The deed has to be read in its entirety to determine whether the long term of redemption is valid or not. It is not enough to come to a conclusion about the validity or invalidity of the term of redemption by merely looking at the redemption clause. 

Other clauses such as whether the interest is payable periodically or in a lump sum at the time of redemption, and the clause providing for the amount of money taken as a loan are also of importance. 

For instance, in Kunj Bihari Lal v. Pandit Prag Narayan [AIR 1922 Oudh 283], which was referred to Pomal Kanji Govindji v. Vrajlal Karsandas Purohit [AIR 1989 SC 436], in the mortgage deed had a condition that the mortgagor should pay the interest along with the principal amount at the time of redemption after 50 years. The Court held that the intention of this condition was to make it impossible to exercise the right of redemption.

In another case, Shivdev Singh v.
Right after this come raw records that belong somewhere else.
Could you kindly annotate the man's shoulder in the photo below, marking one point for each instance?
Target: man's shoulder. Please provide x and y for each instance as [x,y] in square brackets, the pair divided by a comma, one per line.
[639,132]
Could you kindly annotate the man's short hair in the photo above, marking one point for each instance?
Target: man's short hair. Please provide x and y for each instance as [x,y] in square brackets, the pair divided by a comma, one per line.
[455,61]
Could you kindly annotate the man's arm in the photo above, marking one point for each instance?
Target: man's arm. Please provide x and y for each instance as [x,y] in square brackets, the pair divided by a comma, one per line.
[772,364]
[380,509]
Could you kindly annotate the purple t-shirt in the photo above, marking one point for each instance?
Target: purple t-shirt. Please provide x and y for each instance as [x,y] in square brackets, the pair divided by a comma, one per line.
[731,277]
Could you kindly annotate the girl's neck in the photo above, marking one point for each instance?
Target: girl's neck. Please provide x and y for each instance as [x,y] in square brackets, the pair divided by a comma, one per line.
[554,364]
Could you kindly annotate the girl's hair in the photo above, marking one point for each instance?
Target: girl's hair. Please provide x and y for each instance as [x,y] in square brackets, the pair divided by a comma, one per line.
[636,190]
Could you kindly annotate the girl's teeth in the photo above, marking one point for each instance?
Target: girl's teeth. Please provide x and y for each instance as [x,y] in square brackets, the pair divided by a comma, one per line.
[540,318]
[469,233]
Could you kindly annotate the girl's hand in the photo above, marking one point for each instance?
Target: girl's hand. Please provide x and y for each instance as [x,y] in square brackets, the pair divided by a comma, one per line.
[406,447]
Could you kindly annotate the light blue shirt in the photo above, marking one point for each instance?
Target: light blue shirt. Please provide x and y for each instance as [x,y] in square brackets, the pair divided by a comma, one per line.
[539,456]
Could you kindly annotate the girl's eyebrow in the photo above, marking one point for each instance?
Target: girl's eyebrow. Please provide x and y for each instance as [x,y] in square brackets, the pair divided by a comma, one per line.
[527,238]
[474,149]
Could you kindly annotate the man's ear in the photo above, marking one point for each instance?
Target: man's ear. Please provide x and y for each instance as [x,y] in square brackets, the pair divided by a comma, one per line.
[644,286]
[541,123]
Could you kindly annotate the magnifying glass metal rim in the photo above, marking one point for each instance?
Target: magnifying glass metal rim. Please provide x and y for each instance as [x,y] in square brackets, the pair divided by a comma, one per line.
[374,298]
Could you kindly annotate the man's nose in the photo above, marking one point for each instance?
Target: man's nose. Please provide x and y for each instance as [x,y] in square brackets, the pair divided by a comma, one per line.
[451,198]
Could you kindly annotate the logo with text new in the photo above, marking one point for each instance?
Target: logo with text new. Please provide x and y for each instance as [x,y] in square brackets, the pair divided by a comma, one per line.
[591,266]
Sucha Singh (2000) 4 SCC 326: AIR 2000 SC 1935, the facts were that the mortgagor, being financially hard-pressed, mortgaged his property for 99 years for a consideration of Rs 7,000. The mortgagee took possession of the property and was enjoying its usufruct. A suit for redemption was filed after around 26 years. The Court held that there was a clog on the equity of redemption on several facts and circumstances which showed that the mortgagee was in an advantageous position qua the mortgagor, including the fact that the appellants were also found to be deriving the usufructs of the mortgaged land for a period of over 26 years at the time of filing of the suit on payment of a meagre sum of Rs 7000 only to the mortgagor. 

The consequence of the invalidity of the long term

Normally, if the right to redeem starts after a particular term, then a suit for redemption can be filed once that term has ended. A suit for redemption is filed to enforce the right to redeem. Filing a suit for redemption before the expiry of the mortgage term will be considered a premature suit. For instance, in Ganga Dhar v. Shankar Lal, AIR 1958 SC 770 the Court held that the term of 85 years was not invalid, and thus, filing suit before the expiry of 85 years was premature. However, if the Court holds that the long term period is a clog on the equity of redemption and thus invalid, then a suit for redemption can be filed even before the expiry of the term. 

Conclusion

Thus, the answer to whether a long term redemption is invalid will vary in the facts and circumstances of the case. The key principle to keep in mind is that if the mortgagee took advantage of the mortgagor’s pecuniary difficulty at the time when the mortgagor borrowed the money, then the long term is invalid.